Aug 31, 2009 / By: Mike Spielman
Category: Miscellaneous
Page URL: http://www.abort73.com/blog/jesse_jackson_and_abortion/
The Rev. Jesse Jackson was in Rockford yesterday (my current hometown) to speak in response to last week's racially-charged shooting of Mark Anthony Barmore. Two white officers shot and killed Barmore (a 23-year-old African-American) last Sunday after he fled into a church day care. Details are sketchy, but it seems he was unarmed and was attempting to surrender as he was killed.
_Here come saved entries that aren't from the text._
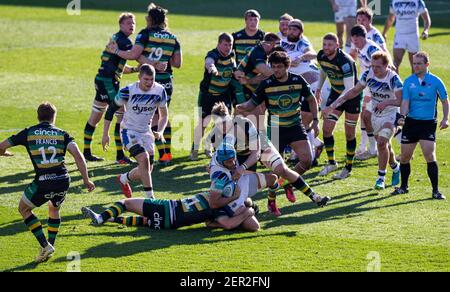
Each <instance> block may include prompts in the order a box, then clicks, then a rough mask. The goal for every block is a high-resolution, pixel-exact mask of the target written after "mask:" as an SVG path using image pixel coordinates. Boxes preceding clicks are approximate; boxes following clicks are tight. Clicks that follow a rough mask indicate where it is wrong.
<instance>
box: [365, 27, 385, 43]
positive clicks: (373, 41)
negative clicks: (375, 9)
mask: <svg viewBox="0 0 450 292" xmlns="http://www.w3.org/2000/svg"><path fill="white" fill-rule="evenodd" d="M367 38H368V39H369V40H371V41H373V42H374V43H376V44H377V45H378V46H379V47H380V48H381V47H382V46H383V45H385V44H386V40H385V39H384V37H383V35H382V34H381V33H380V31H379V30H378V29H376V28H375V27H373V28H372V29H371V30H370V31H368V32H367Z"/></svg>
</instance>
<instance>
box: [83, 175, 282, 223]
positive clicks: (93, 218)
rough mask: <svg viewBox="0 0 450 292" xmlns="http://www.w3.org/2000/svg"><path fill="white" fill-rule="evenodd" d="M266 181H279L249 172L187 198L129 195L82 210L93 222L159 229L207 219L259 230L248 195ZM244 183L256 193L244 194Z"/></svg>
mask: <svg viewBox="0 0 450 292" xmlns="http://www.w3.org/2000/svg"><path fill="white" fill-rule="evenodd" d="M262 177H263V179H261V178H262ZM266 183H267V184H269V183H270V184H275V183H276V177H275V176H273V175H262V174H259V175H257V174H248V175H245V176H244V177H243V180H242V183H241V184H235V183H234V182H228V181H226V180H218V181H216V182H215V184H214V189H213V190H211V191H210V192H203V193H198V194H196V195H194V196H192V197H189V198H185V199H180V200H155V199H143V198H137V199H134V198H133V199H125V200H121V201H119V202H116V203H115V204H113V205H112V206H111V207H109V208H108V209H106V210H105V211H104V212H102V213H100V214H96V213H95V212H93V211H92V210H91V209H89V208H87V207H83V208H82V212H83V214H84V215H85V216H86V217H88V218H90V219H91V220H92V223H93V225H102V224H104V223H105V222H115V223H118V224H123V225H127V226H148V227H150V228H151V229H155V230H159V229H177V228H180V227H183V226H190V225H193V224H198V223H206V226H208V227H211V228H223V229H226V230H231V229H235V228H238V227H240V228H241V229H243V230H245V231H258V230H259V222H258V220H257V219H256V217H255V211H254V209H253V208H252V207H251V206H252V202H251V199H250V198H248V197H249V196H250V195H254V194H256V192H257V191H258V190H260V189H262V188H264V187H265V184H266ZM256 184H257V185H256ZM245 185H247V186H245ZM240 186H241V187H246V189H247V190H248V189H253V190H256V191H255V192H254V193H253V194H249V193H245V194H244V193H243V191H242V190H241V189H240ZM244 191H245V190H244ZM231 192H232V193H231ZM125 212H132V213H135V214H137V215H138V216H120V215H121V214H122V213H125Z"/></svg>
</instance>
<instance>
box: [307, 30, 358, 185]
mask: <svg viewBox="0 0 450 292" xmlns="http://www.w3.org/2000/svg"><path fill="white" fill-rule="evenodd" d="M317 60H318V62H319V64H320V66H321V67H322V71H321V76H320V81H319V85H318V91H316V95H320V88H322V86H323V83H324V82H325V79H326V77H328V79H329V81H330V83H331V87H332V90H331V94H330V97H329V98H328V100H327V106H329V105H331V104H332V103H333V102H334V101H335V100H336V99H338V98H339V96H341V95H343V94H345V93H346V92H347V91H349V90H350V89H352V88H353V86H355V84H356V83H357V82H358V76H357V71H356V65H355V61H354V60H353V58H352V57H351V56H350V55H348V54H346V53H345V52H343V51H342V50H341V49H339V41H338V38H337V36H336V35H335V34H332V33H330V34H327V35H325V36H324V38H323V49H322V50H321V51H319V53H318V54H317ZM361 106H362V96H361V95H358V96H357V97H356V98H354V99H352V100H349V101H347V102H346V103H344V104H343V105H341V106H340V107H337V108H336V109H335V110H333V111H332V112H330V113H329V114H326V115H323V118H324V123H323V138H324V143H325V149H326V152H327V155H328V165H326V166H325V167H324V168H323V169H322V171H321V172H319V175H320V176H325V175H327V174H329V173H330V172H332V171H334V170H336V169H337V168H338V164H337V162H336V159H335V155H334V150H335V147H334V136H333V132H334V129H335V127H336V123H337V122H338V120H339V118H340V117H341V115H342V114H343V113H344V112H345V137H346V140H347V145H346V146H347V147H346V148H347V157H346V158H347V159H346V165H345V167H344V168H343V169H342V171H341V172H340V173H339V174H337V175H335V176H334V178H335V179H345V178H347V177H349V176H350V175H351V171H352V168H353V160H354V157H355V151H356V125H357V124H358V119H359V114H360V113H361Z"/></svg>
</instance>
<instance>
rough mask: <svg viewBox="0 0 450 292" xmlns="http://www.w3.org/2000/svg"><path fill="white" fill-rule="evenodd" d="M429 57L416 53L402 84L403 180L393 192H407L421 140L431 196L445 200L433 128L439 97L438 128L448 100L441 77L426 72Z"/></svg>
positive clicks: (402, 150)
mask: <svg viewBox="0 0 450 292" xmlns="http://www.w3.org/2000/svg"><path fill="white" fill-rule="evenodd" d="M429 65H430V63H429V57H428V54H427V53H425V52H419V53H417V54H415V55H414V57H413V69H414V74H413V75H412V76H410V77H409V78H408V79H406V80H405V83H404V84H403V101H402V105H401V110H400V113H401V118H400V119H399V125H401V124H404V126H403V132H402V156H401V159H400V170H401V178H402V183H401V186H400V187H399V188H396V190H395V191H394V192H393V193H392V194H393V195H397V194H406V193H408V178H409V175H410V174H411V165H410V160H411V157H412V155H413V153H414V150H415V148H416V146H417V143H420V147H421V148H422V152H423V155H424V157H425V160H426V161H427V164H428V168H427V172H428V176H429V177H430V181H431V185H432V186H433V199H437V200H445V196H444V195H442V194H441V193H440V192H439V187H438V176H439V171H438V164H437V161H436V128H437V104H438V100H439V99H440V100H441V102H442V108H443V115H444V116H443V119H442V121H441V124H440V125H439V128H440V129H441V130H444V129H446V128H448V126H449V123H448V114H449V102H448V95H447V91H446V89H445V85H444V83H443V82H442V80H441V79H439V78H438V77H437V76H435V75H433V74H431V73H430V72H429V71H428V67H429Z"/></svg>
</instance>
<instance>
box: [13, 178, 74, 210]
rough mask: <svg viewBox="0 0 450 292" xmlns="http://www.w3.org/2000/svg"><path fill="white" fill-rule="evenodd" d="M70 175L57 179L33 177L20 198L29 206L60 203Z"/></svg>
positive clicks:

Ironically, I was not in Rockford yesterday. I was in Birmingham, AL where I spent the morning worshiping with the congregation at 16th Street Baptist Church. From a civil rights perspective, it may well be the most historically significant church in our nation. It was exhilarating to worship across geographical and cultural lines, but today I'm reminded that we still live in a country plagued by violence and mistrust.
Whenever I see Jesse Jakson's name in the news, I think of two things. I think of a sermon John Piper preached some year's back in which he said this:
Across town from where I grew up, in the same city, five years older than I, another little boy was growing up on the other side of the racial divide. His name was Jesse Jackson. I learned last summer that his mother loved the same radio station my mother did: WMUU, the voice of Bob Jones University. But there was a big difference. The very school that broadcast all that Bible truth would not admit blacks. And the large, white Baptist church not far from Jesse Jackson's home wouldn't either. This was my hometown.
And as an aside I ask, should we be surprised that some of the strongest black leaders got their theological education at liberal institutions (like Chicago Theological Seminary, where Jackson went), when our fundamental and evangelical schools, especially in the south, were committed to segregation?
The second thing I think of is a piece Jesse Jackson wrote for the National Right to Life committee many years back (before he tragically changed his position of abortion). You can read his remarks on our Abortion and Race page. Here's a brief sample:
Another area that concerns me greatly, namely because I know how it has been used with regard to race, is the psycholinguistics involved in this whole issue of abortion. If something can be dehumanized through the rhetoric used to describe it, then the major battle has been won. Those advocates of taking life prior to birth do not call it killing or murder, they call it abortion. They further never talk about aborting a baby because that would imply something human. Rather they talk about aborting the fetus. Fetus sounds less than human and therefore can be justified.
… What happens to the mind of a person, and the moral fabric of a nation, that accepts the aborting of the life of a baby without a pang of conscience? What kind of a person, and what kind of a society will we have 20 years hence if life can be taken so casually?
The Rev. Jesse Jackson wrote those words 32 years ago, and today we do find ourselves living in a society where life is "taken [very] casually". At its core, abortion teaches that violence is an acceptable means of eliminating difficult problems. Its influence on the population at large has been dreadful. Its influence on the black community is even more sinister.
Every day in America, an average of 3,315 human beings lose their lives to abortion. Based on the most recent statistical data, 1,127 of those abortions are performed on white babies, and 1,227 abortions are performed on black babies – which means that black children are being aborted at 5 times the rate of white children in the United States. Sadly, that's something that Jesse Jackson no longer seems very concerned about.